Numerical analysis of rainfall type landslide in Jichang town considering strain-softening

Rainfall infiltration not only changes the seepage field of the slope, but also reduces the soil strength, which is easy to induce landslide. The soil in the slip zone often shows strain softening during the landslide process. However, the research of the two-parameter strength reduction method based on the strain softening model is still in its infancy, and the influence of seepage field has been ignored when analyzing the stability of landslides in the previous studies. The red-brown soil in the Liupanshui area has strong water retention and obvious strain softening characteristics, and many large and medium-sized landslides have occurred in this area. Understanding the disaster-causing mechanism according to the characteristics of red-brown soil is conducive to the prevention and control of landslides. A three-dimensional geological model was established for the Zhoujiapo landslide in Jichang town, Liupanshui city.
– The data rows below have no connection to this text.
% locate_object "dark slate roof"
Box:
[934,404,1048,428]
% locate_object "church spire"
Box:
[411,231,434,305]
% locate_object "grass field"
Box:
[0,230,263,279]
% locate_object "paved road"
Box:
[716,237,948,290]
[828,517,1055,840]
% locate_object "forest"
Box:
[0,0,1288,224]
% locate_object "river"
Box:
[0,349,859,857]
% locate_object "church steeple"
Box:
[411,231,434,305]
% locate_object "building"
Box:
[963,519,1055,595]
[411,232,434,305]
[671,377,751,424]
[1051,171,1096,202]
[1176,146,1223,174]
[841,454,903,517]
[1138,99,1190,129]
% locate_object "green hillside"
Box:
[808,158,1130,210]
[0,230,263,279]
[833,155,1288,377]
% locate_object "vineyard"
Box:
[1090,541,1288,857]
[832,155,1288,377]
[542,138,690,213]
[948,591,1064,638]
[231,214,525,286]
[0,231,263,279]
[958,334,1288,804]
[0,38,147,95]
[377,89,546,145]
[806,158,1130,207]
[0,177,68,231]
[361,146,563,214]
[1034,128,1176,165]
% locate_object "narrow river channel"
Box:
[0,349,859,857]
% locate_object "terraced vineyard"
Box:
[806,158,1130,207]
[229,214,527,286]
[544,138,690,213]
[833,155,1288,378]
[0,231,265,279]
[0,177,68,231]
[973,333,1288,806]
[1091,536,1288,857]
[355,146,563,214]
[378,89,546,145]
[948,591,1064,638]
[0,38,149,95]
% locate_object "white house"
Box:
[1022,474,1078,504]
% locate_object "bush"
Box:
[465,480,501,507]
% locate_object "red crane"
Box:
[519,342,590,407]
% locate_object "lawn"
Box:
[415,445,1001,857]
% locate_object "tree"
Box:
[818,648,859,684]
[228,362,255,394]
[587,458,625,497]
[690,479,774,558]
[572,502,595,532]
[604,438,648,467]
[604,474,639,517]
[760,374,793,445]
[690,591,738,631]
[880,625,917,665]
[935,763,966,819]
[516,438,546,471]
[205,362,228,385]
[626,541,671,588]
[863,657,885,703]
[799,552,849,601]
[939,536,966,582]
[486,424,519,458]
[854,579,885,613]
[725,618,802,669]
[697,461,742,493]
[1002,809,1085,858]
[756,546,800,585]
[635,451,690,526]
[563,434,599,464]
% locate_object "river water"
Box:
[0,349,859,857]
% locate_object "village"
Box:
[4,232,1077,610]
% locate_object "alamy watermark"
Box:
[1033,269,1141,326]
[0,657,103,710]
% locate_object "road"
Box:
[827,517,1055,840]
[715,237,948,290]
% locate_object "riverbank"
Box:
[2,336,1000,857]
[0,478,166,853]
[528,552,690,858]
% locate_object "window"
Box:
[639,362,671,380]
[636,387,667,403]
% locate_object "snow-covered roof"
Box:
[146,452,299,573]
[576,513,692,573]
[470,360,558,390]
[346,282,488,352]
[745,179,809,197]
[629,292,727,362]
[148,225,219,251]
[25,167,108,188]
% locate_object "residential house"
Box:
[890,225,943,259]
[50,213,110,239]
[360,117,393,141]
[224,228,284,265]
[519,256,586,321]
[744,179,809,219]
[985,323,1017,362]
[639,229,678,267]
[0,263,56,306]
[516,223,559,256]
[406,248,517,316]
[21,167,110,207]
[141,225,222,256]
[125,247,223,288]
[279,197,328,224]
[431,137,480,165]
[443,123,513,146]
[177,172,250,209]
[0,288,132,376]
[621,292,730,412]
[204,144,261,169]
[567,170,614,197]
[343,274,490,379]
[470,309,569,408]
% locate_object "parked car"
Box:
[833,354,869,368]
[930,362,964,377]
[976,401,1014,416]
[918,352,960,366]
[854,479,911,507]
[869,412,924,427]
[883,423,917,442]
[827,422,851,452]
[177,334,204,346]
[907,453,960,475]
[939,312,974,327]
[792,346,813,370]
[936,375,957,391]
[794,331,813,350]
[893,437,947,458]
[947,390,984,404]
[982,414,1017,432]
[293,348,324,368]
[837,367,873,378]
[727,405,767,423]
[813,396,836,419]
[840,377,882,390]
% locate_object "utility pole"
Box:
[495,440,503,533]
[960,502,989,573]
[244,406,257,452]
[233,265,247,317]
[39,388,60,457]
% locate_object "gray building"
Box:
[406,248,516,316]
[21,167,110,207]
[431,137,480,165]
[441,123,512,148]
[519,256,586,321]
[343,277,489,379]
Based on the fluid-structure interaction theory of unsaturated soil, a mathematical model of the interaction between the flow field and the stress field of slope was established. The rainwater seepage and the stability of the landslide were simulated by using the finite element and the two-parameter strength reduction method considering the strain softening of the soil. The results show that after rainfall, the rainwater mostly flows into the lower edge and gully along the slope in the surface soil in the tangential and transverse directions rather than all vertical infiltration. The saturation at the bottom of the gully increases significantly and the intensity decreases the most compared to other areas at the upper edge. With time extension of rainfall, a plastic penetration zone along the gully is formed in the slope, which greatly reduces the stability of the landslide. Compared with the classical reduction method, the stability coefficient obtained by the double reduction method considering strain softening in the rainfall process changes from small to large, but the difference was within 4%. It can be seen that the negative impact of red-brown soil strain softening on landslide stability is not significant and weakens with rainfall. The prevention and control of such landslides should focus on reducing the permeability of gully soil. This study provides a theoretical basis for the prevention and control of similar landslides.